Instructor: Amber Chiozza

Amber has taught Art History, Humanities, and Art Appreciation, and has a master's degree in Book Arts and Printmaking.

Learn about the painter Henri Matisse, an artist known for his use of color and his contribution to the Fauvism movement. Learn about his life and works, and test your knowledge with the supplemental quiz.

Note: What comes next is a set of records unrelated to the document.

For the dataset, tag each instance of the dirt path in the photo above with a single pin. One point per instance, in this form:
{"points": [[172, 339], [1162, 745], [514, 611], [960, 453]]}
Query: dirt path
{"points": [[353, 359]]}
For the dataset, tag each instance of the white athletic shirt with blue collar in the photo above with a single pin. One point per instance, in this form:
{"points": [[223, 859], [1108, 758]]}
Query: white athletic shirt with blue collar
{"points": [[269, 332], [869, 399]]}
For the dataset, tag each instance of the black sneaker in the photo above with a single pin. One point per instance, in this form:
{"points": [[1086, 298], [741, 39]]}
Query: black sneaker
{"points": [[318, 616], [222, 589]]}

Henri Matisse and Visualizing Emotion

When attempting to express oneself, a person may often approach this task at a superficial level. We express ourselves through the vehicle we choose, the clothing we wear, and the profession to which we dedicate our time and energy. However, how would one express pure emotion? This was the endeavor of the artist Henri Matisse. He used pure, bold color and flat forms not to illustrate the world around him, but to express his joy of life. Matisse stated as much when he said, 'What I am after, above all, is expression.'

Life of Henri Matisse

Born to a middle class family in northern France, Matisse endured an uneventful childhood. At the age of 18, he briefly moved to Paris to study law, and though he was successful, he did not enjoy it. A few years later, he became ill. Unable to leave his home, he spent his time drawing and discovered his affinity for painting.

As a result, he began to take art lessons from renowned artists at the Académie Julian in Paris, copying and studying the sculptures and paintings of old masters, particularly those from the Renaissance. However, this was a style from which he would soon break away. After meeting other less conventional artists who did not follow this academic style, Matisse's work began to transform and reflect more on his power of expression than his ability to recreate the world around him. One of these artists was Gustave Moreau, an artist that incorporated dream-like subject matter with intense color. Matisse was highly inspired by this, as well as the work of Paul Gauguin, another artist famous for his use of wild color. Upon seeing these artists' work, Matisse's style took on rough, exuberant brushstrokes and intense color that had no relation to nature. He first displayed these works in 1905 at a gallery called Salon d'Automne, and the work was met with mixed reviews. One art critic described Matisse and his friends as 'fauves,' or 'wild beasts,' and this would coin the title for their artistic movement, Fauvism.

Matisse and Fauvism

Henri Matisse's work exudes bright, pure color and expressive form and composition. This was the epitome of the Fauvist style, the art movement led by Matisse which was defined by bright colors striving for strong emotional reactions. When creating his works, he simplifies figures, combining this with brushwork that is energetic and unblended, leaving each brushstroke visible. There is no shading to imply any three-dimensionality. Instead, he uses flat color and line to capture pure mood and emotion. Examine these two works by Henri Matisse to see how they fall into Fauvism.

Henri Matisse Femme au Chappeau 1905

Matisse's Femme au Chappeau (Woman with a Hat), painted when he was 36, caused an uproar when it was first displayed. The painting was a portrait of his wife, and upon first glance, he used typical composition to create the piece. Her position, clothing, and expression were all typical of a portrait of this time, but what caused the controversy was the manner in which he painted it. This was a prime example of what to expect from Matisse: conventional subject matter executed in an unconventional way. He rejected natural color, instead using pure swatches of blues, greens and purples to paint her figure and background. His main objective for this piece was to elicit an emotional response, not paint a likeness of his wife.